Also known as a Cross Dissolve.

Stop a dissolve halfway, and you get superimposition. Dissolve with black (or occasionally white) and you get a Fade In or Fade Out. The second-oldest film transition type (dating at least as far back as Joan of Arc in 1900), after the Hard Cut.

In the earliest days, dissolves were done in-camera: expose the film while fading out the lights in one scene, wind it back, and shoot the second scene while raising the lights, producing a double-exposed shot. An analog editing bay does much the same job, by fading the light levels used to project the film onto the blank stock. In some films using this technique the colour and contrast shift before and after each dissolve, because the dissolved footage is a generation removed in quality.

In video, a dissolve is often called a "mix", because the analog circuitry required works almost exactly like that used in an audio mix, specifically a linear cross-fader. The signals are fed to the same output, but one falls in voltage as the other rises, so the waveform produced is the average of the two at any point.
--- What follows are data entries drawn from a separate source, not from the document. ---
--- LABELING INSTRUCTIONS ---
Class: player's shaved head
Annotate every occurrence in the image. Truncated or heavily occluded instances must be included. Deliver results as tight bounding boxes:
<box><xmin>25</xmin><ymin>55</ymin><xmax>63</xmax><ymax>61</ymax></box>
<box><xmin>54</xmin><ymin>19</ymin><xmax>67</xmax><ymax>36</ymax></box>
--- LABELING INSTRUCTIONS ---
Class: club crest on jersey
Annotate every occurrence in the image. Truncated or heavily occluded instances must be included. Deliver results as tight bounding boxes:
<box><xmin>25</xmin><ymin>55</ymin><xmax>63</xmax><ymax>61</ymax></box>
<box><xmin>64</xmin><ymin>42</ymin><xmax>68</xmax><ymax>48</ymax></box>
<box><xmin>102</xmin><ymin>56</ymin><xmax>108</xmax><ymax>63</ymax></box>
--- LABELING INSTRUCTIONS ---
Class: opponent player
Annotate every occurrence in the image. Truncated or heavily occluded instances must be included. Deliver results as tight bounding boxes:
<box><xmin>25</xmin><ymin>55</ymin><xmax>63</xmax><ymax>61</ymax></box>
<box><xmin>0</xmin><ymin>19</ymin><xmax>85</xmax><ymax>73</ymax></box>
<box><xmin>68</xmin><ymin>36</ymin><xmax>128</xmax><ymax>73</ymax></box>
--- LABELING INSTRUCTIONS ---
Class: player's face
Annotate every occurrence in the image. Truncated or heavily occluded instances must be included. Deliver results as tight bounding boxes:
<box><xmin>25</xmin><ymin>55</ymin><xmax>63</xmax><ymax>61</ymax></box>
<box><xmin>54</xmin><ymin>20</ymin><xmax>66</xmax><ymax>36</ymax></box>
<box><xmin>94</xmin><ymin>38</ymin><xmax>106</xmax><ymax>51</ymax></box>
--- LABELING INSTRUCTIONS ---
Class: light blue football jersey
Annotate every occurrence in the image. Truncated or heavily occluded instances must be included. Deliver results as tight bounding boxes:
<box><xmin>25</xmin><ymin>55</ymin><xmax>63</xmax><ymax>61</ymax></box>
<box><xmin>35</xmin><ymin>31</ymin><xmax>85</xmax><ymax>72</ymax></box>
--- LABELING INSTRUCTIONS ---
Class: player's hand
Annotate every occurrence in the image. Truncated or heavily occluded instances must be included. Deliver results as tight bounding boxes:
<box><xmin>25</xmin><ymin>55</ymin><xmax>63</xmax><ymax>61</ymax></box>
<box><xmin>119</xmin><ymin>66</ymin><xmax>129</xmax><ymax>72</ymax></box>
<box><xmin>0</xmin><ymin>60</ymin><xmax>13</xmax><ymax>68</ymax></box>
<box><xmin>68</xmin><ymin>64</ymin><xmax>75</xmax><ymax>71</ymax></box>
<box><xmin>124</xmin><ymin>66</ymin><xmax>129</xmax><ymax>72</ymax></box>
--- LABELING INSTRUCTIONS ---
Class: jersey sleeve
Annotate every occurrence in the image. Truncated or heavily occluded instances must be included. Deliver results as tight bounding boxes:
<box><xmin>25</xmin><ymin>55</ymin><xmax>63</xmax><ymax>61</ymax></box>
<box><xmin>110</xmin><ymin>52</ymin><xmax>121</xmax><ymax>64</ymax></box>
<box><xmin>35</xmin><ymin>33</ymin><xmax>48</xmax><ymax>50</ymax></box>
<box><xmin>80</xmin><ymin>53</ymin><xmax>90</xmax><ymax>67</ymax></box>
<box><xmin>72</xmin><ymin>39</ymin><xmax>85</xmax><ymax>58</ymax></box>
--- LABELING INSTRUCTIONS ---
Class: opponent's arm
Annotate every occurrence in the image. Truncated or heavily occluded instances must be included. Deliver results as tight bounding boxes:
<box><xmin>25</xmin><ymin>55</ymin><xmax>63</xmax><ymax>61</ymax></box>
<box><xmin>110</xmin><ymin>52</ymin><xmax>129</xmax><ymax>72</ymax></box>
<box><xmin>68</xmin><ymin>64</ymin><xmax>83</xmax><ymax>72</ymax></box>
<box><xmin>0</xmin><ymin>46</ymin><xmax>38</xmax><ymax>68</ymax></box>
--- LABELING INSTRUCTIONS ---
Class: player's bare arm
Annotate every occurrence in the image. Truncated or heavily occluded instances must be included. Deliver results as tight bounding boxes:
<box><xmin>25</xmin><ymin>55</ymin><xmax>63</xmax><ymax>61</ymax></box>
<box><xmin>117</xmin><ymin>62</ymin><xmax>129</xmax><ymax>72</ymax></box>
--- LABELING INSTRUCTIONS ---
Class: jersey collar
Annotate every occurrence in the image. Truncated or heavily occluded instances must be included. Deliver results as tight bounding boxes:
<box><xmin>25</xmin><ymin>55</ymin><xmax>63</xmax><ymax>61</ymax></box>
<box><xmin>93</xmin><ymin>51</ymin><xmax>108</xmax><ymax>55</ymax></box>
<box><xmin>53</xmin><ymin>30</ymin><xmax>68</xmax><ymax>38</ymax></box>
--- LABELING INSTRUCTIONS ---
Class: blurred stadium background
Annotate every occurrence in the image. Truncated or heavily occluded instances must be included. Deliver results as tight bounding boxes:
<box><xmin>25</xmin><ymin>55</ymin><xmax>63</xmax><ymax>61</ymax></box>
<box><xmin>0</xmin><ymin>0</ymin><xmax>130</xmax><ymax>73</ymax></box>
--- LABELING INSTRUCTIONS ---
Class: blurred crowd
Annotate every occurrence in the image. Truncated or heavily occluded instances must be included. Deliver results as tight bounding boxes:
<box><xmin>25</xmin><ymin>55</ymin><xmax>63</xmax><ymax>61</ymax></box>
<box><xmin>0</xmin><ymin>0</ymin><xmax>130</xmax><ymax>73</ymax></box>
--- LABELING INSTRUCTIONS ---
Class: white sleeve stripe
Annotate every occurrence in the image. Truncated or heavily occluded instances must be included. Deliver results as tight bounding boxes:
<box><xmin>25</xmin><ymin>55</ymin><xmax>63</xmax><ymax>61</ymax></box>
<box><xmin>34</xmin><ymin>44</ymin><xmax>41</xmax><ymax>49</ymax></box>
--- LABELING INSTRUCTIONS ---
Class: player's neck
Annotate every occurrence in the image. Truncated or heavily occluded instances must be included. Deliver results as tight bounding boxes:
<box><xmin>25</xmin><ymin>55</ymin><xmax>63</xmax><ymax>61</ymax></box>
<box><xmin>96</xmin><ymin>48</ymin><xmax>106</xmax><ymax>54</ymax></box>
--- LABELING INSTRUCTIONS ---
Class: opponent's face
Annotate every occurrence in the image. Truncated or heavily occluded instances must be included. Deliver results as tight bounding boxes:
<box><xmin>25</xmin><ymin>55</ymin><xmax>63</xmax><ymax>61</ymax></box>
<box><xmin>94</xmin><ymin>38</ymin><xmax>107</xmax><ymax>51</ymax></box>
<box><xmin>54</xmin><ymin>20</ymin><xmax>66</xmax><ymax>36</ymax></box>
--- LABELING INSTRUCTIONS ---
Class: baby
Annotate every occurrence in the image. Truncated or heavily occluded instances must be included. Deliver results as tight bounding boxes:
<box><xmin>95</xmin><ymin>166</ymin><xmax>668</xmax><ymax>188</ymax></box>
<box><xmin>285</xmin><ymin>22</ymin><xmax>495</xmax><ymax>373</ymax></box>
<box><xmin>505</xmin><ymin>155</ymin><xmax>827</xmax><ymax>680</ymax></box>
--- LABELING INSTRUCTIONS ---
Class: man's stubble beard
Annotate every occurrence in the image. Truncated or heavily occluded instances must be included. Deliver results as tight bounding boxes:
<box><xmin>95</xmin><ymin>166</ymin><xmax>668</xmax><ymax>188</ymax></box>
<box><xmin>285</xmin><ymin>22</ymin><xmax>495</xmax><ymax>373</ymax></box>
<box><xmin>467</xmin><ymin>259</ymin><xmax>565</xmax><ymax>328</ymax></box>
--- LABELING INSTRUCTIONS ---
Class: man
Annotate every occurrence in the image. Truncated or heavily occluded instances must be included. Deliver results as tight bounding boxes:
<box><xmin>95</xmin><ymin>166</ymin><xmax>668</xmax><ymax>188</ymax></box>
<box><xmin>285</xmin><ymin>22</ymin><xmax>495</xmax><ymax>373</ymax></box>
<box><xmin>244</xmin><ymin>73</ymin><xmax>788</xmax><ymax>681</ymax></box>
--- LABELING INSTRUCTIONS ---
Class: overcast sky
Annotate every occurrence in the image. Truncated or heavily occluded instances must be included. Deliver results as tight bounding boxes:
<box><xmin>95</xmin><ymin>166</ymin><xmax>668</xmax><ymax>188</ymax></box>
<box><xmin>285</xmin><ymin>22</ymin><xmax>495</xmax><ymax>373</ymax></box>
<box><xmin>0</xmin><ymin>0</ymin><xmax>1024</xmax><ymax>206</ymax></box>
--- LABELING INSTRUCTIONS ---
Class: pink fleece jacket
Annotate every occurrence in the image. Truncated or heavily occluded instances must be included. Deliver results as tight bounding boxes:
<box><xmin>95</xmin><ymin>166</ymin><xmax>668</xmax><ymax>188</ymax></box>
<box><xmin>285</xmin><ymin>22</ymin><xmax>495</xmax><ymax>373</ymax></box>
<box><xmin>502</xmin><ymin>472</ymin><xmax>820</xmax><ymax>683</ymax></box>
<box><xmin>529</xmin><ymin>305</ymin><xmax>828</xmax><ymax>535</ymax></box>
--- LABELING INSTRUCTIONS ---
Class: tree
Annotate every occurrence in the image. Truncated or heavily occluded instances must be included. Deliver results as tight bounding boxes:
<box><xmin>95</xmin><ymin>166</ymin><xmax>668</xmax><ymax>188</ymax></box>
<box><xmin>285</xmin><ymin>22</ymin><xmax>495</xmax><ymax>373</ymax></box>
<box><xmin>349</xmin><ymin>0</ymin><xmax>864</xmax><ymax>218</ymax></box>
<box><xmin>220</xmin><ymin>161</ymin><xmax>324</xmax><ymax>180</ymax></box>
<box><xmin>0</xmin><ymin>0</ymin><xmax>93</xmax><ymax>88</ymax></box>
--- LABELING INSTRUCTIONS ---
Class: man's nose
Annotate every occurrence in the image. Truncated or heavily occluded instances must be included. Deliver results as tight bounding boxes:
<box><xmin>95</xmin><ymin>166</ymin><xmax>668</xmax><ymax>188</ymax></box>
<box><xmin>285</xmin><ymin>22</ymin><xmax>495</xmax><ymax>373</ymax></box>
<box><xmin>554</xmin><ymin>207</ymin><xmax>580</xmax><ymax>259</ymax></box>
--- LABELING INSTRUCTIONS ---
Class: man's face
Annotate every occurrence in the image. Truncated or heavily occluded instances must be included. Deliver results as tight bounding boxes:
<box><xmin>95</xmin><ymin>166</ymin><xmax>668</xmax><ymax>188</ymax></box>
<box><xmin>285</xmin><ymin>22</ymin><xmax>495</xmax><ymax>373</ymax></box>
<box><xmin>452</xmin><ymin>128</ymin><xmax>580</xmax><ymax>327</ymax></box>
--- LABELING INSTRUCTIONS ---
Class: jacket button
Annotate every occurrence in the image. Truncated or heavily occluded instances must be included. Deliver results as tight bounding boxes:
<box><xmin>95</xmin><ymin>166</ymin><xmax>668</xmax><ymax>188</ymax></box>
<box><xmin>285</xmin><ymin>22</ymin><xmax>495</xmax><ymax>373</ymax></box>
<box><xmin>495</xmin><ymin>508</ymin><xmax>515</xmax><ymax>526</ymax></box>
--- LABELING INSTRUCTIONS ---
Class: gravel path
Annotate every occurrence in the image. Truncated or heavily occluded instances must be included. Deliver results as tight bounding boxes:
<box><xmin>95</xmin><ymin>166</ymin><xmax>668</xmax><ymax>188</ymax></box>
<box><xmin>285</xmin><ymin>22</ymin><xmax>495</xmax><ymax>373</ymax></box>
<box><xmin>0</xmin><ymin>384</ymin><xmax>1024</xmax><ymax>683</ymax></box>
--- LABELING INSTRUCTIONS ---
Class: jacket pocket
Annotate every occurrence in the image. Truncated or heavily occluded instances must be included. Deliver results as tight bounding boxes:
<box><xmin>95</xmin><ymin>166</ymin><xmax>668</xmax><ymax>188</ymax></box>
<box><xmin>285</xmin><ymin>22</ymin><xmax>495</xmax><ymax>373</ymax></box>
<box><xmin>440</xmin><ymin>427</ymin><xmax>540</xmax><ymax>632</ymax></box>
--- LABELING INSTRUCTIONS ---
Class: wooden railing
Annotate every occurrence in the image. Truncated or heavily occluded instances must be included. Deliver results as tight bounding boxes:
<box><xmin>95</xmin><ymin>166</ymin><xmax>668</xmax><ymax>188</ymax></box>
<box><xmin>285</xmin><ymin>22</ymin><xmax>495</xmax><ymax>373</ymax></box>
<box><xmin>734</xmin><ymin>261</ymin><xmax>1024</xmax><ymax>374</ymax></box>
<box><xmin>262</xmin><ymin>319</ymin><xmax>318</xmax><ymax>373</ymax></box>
Digital systems use math — specifically weighted averaging of each pixel with its counterpart — but they do everything with math.

A dissolve is often accompanied by a synchronized audio cross-fade, or a Split Edit. A dissolve is always used in Picture-Perfect Presentation and often Age Cut.

The musical equivalent of this is Fading into the Next Song.


Examples:

    Live-action TV 
  • Des (2020): The second episode opens with a flashback showing Nilsen, at night, watching a fire (containing a Carpet-Rolled Corpse) in his Melrose Avenue garden. It then dissolves to the same garden, by daylight, after his arrest, with the police searching the scene.
  • Miss Marple (1984): "Sleeping Murder" uses a dissolve effect when it flashes back to events to 20 years before. Different stories take different approaches to flashbacks, if they're used at all, and this is the only time the series uses a dissolve in this way.